… Возьми на службу, светлая госпожа…
Если бы я заранее знала – не выпустила бы Кармайкла из Осенней рощи.
Сверкающая бабочка-птица вдруг встрепенулась, легко и плавно взлетела с моей ладони – и прижалась к моей груди сгустком тепла и щемящей нежности, от которой у меня перехватило горло. Словно человеческая душа все-таки сделала свой выбор, поселилась у меня под сердцем, как долгожданное дитя в чреве своей будущей матери, одним своим присутствием исцелила боль потери…
Ведь как можно потерять того, кто остался с тобой, пусть даже в несколько ином виде?
Я осторожно переложила тело Кармайкла со своих колен на траву, медленно поднялась, опираясь на вовремя подставленную руку фаэриэ, и неторопливо направилась к причудливому дереву, стройный ствол которого блестел на солнце полированной сталью.
Железная плакучая ива, глубоко вросшая корнями в развороченную землю, длинные ветви-плети, украшенные серебристо-серой листвой, тихо позванивающей при каждом порыве ветра.

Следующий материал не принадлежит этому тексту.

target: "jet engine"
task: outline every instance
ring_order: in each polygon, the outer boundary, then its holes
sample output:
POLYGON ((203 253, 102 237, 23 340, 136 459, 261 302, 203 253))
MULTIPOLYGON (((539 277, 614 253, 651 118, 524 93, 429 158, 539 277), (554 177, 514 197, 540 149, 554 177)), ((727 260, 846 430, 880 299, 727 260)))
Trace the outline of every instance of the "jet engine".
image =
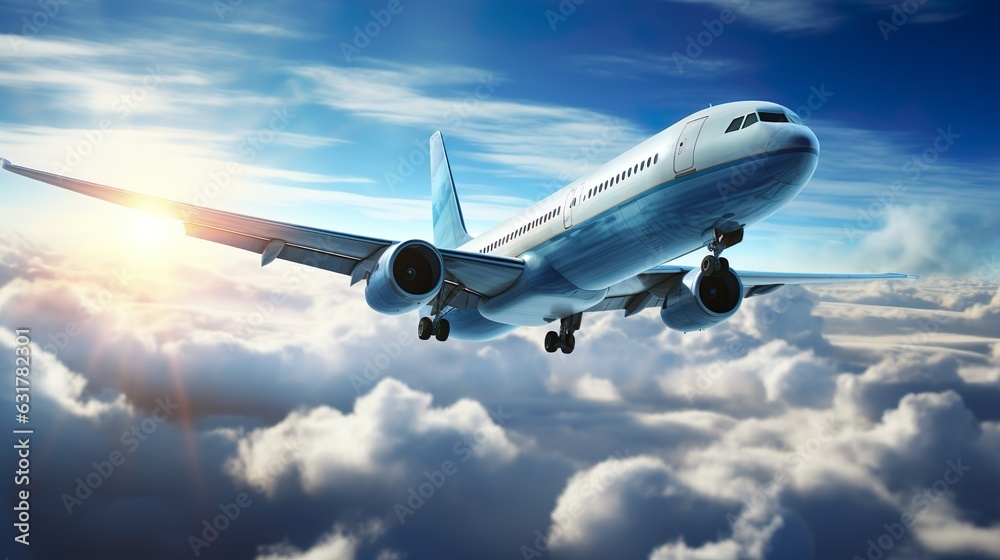
POLYGON ((444 283, 444 259, 426 241, 404 241, 379 257, 365 286, 368 305, 387 315, 427 305, 444 283))
POLYGON ((705 330, 727 321, 742 302, 743 282, 728 266, 711 276, 690 270, 667 292, 660 319, 677 331, 705 330))

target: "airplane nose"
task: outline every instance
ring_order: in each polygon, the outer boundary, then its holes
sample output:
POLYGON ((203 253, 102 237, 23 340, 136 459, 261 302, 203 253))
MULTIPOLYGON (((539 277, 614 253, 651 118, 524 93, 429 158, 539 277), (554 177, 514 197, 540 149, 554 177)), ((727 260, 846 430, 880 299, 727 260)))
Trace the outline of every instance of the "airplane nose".
POLYGON ((812 177, 819 163, 819 140, 808 127, 789 124, 779 128, 767 143, 767 172, 775 181, 801 185, 812 177))

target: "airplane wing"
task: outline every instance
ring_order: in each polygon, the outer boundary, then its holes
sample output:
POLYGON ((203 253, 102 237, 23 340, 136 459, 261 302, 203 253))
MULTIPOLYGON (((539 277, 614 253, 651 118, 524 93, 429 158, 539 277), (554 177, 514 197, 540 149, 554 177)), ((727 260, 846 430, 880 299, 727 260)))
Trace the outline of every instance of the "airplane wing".
MULTIPOLYGON (((3 169, 29 179, 184 222, 188 236, 261 255, 261 266, 282 259, 364 280, 382 252, 394 241, 286 224, 203 208, 193 204, 106 187, 54 173, 14 165, 0 158, 3 169)), ((521 259, 441 249, 449 305, 464 309, 483 296, 496 295, 524 270, 521 259)))
MULTIPOLYGON (((604 300, 588 311, 624 310, 625 316, 634 315, 648 307, 660 307, 667 292, 690 266, 660 265, 642 274, 619 282, 611 287, 604 300)), ((847 284, 873 280, 902 280, 917 278, 912 274, 888 272, 884 274, 827 274, 795 272, 743 272, 734 270, 743 282, 743 297, 769 294, 790 284, 847 284)))

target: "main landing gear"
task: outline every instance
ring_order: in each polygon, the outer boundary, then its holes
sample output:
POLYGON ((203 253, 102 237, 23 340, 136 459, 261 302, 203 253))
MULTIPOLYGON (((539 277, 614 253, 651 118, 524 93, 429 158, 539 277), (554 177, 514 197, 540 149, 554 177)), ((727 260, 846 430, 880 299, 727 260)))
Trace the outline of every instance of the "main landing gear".
POLYGON ((740 241, 743 241, 743 228, 731 233, 725 233, 722 230, 716 229, 712 242, 708 244, 708 250, 712 254, 701 260, 702 274, 711 276, 716 272, 729 272, 729 261, 721 256, 722 251, 736 245, 740 241))
POLYGON ((545 334, 545 351, 552 353, 562 350, 563 354, 569 354, 576 348, 576 337, 574 332, 580 329, 583 321, 583 313, 575 313, 559 321, 559 332, 549 331, 545 334))
MULTIPOLYGON (((441 292, 443 291, 441 290, 441 292)), ((448 324, 448 319, 444 318, 447 315, 447 311, 444 313, 441 312, 444 307, 444 294, 438 293, 434 299, 434 304, 431 306, 430 317, 421 317, 420 322, 417 323, 417 338, 427 340, 433 336, 441 342, 448 340, 448 335, 451 333, 451 325, 448 324)))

Я подошла ближе – и ветки шевельнулись как живые, потянулись к моим ладоням, осторожно царапая кожу узкими листочками, которые в любой момент могли обратиться в острейшие лезвия, охраняя путь в Сумерки. Безмолвный страж, еще одно «древо королей», только на этот раз его сердцем стала фаэриэ, по грудь вросшая в гладкий ствол, кора которого была покрыта причудливым рисунком-травлением.
Подаренный мне древом королей листочек нес в своем черенке не золотую каплю застывшей смолы, а крохотное семечко, проросшее сквозь тело Мэбвэн причудливыми корнями, железными побегами и обратившее фаэриэ в прочный мост, надежно соединивший Сумерки и мир людей, в ворота, увидеть которые может далеко не каждый.
Лицо бывшей Королевы Мечей изменилось, став более спокойным и мягким, глаза были плотно закрыты, а длинные ресницы-стрелочки черным кружевом ложились на порозовевшие щеки. Интересно, какие сны она видит, если на четко очерченных губах играет такая счастливая улыбка? Надеюсь, что самые лучшие и безмятежные.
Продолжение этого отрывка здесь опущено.